En 1983 se iniciaba en nuestro país el definitivo proceso de normalización de las instituciones. Primero fueron los partidos políticos, como paso previo al arribo de la democracia, luego, poco a poco, se recompusieron otras instituciones.
Ahora, a treinta años de esos sucesos, sus contingencias y sus actores nos parecen lejanos. Pocos recuerdan ya las corrientes de opinión política que se gestaron entonces. El arrollador triunfo de Raúl Alfonsín con su línea "Renovación y Cambio’ en la interna frente a la "Línea Nacional" que postulaba a Fernando de la Rúa, o la sinuosa interna del Justicialismo que, más dañado y dividido por los sucesos de los años anteriores, cargaba sobre sí la gestión de Isabel, el "lopezreguismo", la belicosidad del peronismo de izquierda y los enfrentamientos de su cúpula sindical.
Después de mucho andar y tras tantas internas el justicialismo proclamó a Lúder y Bittel como sus candidatos. Otros partidos caminaron también hacia la normalización y lo hicieron de la mano de figuras de la política argentina reciente, dispuestas a medirse aquel 30 de octubre. Así, a estos binomios se sumó Alende por el Partido Intransigente, Frigerio por el MID, Manrique por la Alianza Federal, Martínez Raymonda por la Alianza Socialdemócrata, Estévez Boero por el Socialismo Popular o Jorge Abelardo Ramos por el FIP, sólo por mencionar a algunos, condimentaron una elección que ya quedó en la historia.
El tramo final de las campañas nacionales fue vertiginoso. Fue una votación polarizada, el radicalismo obtuvo un inesperado 52 por ciento, mientras que el justicialismo recogió el 40 por ciento
Mientras tanto las provincias presentaban un panorama diferente. El justicialismo había triunfado en 12 de ellas, el radicalismo en 7 y 3 pertenecerían a partidos locales: el Pacto Autonomista Liberal en Corrientes, Sapag con el Movimiento Popular en Neuquén y el Bloquismo en San Juan.
Era una época de gran optimismo. Atrás quedaba la violencia de los setenta, los cerca de 22.000 atentados que sufrió el país, la dura represión con que se los respondió, que incluyó miles de desaparecidos, y la dolorosa experiencia que significó la Guerra de Malvinas.
Había una corriente de algarabía, creíamos que el sólo hecho de recuperar una forma de gobierno participativa por excelencia, podría, por si sola, garantizar un futuro promisorio. Pronto descubrimos que todo era una corta primavera, que el sistema, por si solo, no bastaba. Que aquel apotegma de Alfred Smith que sostiene "Todos los males de la democracia pueden curarse con más democracia", no alcanza.
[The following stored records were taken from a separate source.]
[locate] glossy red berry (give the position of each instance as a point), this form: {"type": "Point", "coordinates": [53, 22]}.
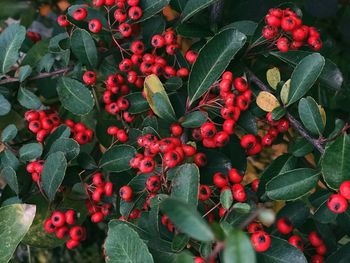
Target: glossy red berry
{"type": "Point", "coordinates": [337, 203]}
{"type": "Point", "coordinates": [344, 189]}
{"type": "Point", "coordinates": [125, 193]}
{"type": "Point", "coordinates": [261, 241]}
{"type": "Point", "coordinates": [284, 226]}
{"type": "Point", "coordinates": [79, 14]}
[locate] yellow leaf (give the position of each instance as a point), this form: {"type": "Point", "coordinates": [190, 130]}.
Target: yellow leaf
{"type": "Point", "coordinates": [273, 77]}
{"type": "Point", "coordinates": [323, 114]}
{"type": "Point", "coordinates": [266, 101]}
{"type": "Point", "coordinates": [285, 92]}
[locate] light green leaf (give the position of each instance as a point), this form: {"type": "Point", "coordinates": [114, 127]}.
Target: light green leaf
{"type": "Point", "coordinates": [15, 222]}
{"type": "Point", "coordinates": [124, 245]}
{"type": "Point", "coordinates": [53, 173]}
{"type": "Point", "coordinates": [11, 40]}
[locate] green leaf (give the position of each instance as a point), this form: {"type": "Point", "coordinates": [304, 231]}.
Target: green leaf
{"type": "Point", "coordinates": [5, 106]}
{"type": "Point", "coordinates": [212, 60]}
{"type": "Point", "coordinates": [74, 96]}
{"type": "Point", "coordinates": [331, 76]}
{"type": "Point", "coordinates": [187, 219]}
{"type": "Point", "coordinates": [335, 162]}
{"type": "Point", "coordinates": [9, 133]}
{"type": "Point", "coordinates": [138, 103]}
{"type": "Point", "coordinates": [30, 151]}
{"type": "Point", "coordinates": [151, 7]}
{"type": "Point", "coordinates": [310, 116]}
{"type": "Point", "coordinates": [238, 248]}
{"type": "Point", "coordinates": [226, 198]}
{"type": "Point", "coordinates": [68, 146]}
{"type": "Point", "coordinates": [28, 99]}
{"type": "Point", "coordinates": [83, 47]}
{"type": "Point", "coordinates": [186, 183]}
{"type": "Point", "coordinates": [10, 177]}
{"type": "Point", "coordinates": [15, 220]}
{"type": "Point", "coordinates": [192, 7]}
{"type": "Point", "coordinates": [123, 244]}
{"type": "Point", "coordinates": [117, 158]}
{"type": "Point", "coordinates": [293, 184]}
{"type": "Point", "coordinates": [194, 119]}
{"type": "Point", "coordinates": [304, 76]}
{"type": "Point", "coordinates": [11, 40]}
{"type": "Point", "coordinates": [53, 173]}
{"type": "Point", "coordinates": [281, 251]}
{"type": "Point", "coordinates": [24, 72]}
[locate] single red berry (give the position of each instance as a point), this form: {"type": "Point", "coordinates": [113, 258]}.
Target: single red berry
{"type": "Point", "coordinates": [261, 241]}
{"type": "Point", "coordinates": [79, 14]}
{"type": "Point", "coordinates": [89, 77]}
{"type": "Point", "coordinates": [284, 226]}
{"type": "Point", "coordinates": [296, 241]}
{"type": "Point", "coordinates": [95, 25]}
{"type": "Point", "coordinates": [337, 203]}
{"type": "Point", "coordinates": [125, 193]}
{"type": "Point", "coordinates": [58, 218]}
{"type": "Point", "coordinates": [204, 192]}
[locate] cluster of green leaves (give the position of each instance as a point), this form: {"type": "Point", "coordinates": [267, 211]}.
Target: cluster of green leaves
{"type": "Point", "coordinates": [290, 177]}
Se requería de hombres que supieran construir una economía, las instituciones y un Estado estable.
Hoy ya no hablamos de defender la democracia, preferimos debatir si es necesario o no profundizarla, si debemos o no extenderla a todas las instituciones. Y por supuesto hablamos de revitalizarla y, de ser necesario, sanearla.
Sabemos que nuestro actual sistema de gobierno se cimienta en la legitimidad que da el voto y que de ella nace la representatividad, pero ¿cuál es la base sobre la que se estructura la representatividad? Sin duda que en nuestro caso lo son los partidos políticos. El drama de nuestra democracia radica en que, agotada la legitimidad, algunos gobiernos nacionales y provinciales quedaron reducidos sólo a la legalidad, y sabemos que en política a veces con sólo eso no alcanza.
Las distintas debacles económicas, las presiones del mercado internacional, el agotamiento de los discursos, los cambios de sistemas y modos de producción, pusieron en duda la representatividad, que en algunos casos abandonó a los partidos políticos para pasar a manos de personajes reconocidos socialmente, porque se creyó que el triunfo en la vida particular implicaba el seguro éxito en la función pública.
Frente a una Argentina que fue devastada económicamente, pero sobre todo destruida espiritualmente, en donde todas las reservas sociales y las instituciones intentan recuperarse, lo que nos queda para resurgir es la "Idea de Nación", la cual no se expresa en realidades sociales o económicas tangibles, sino en el accionar de los individuos que, como el Quijote, pretendan atropellar contra los nuevos molinos identificados en la pérdida de las riquezas nacionales, la corrupción, la decadencia ideológica, la pobreza y la salvaje mundialización, llevando por toda arma la defensa a la educación, a la salud, a la soberanía nacional y a una identidad propia.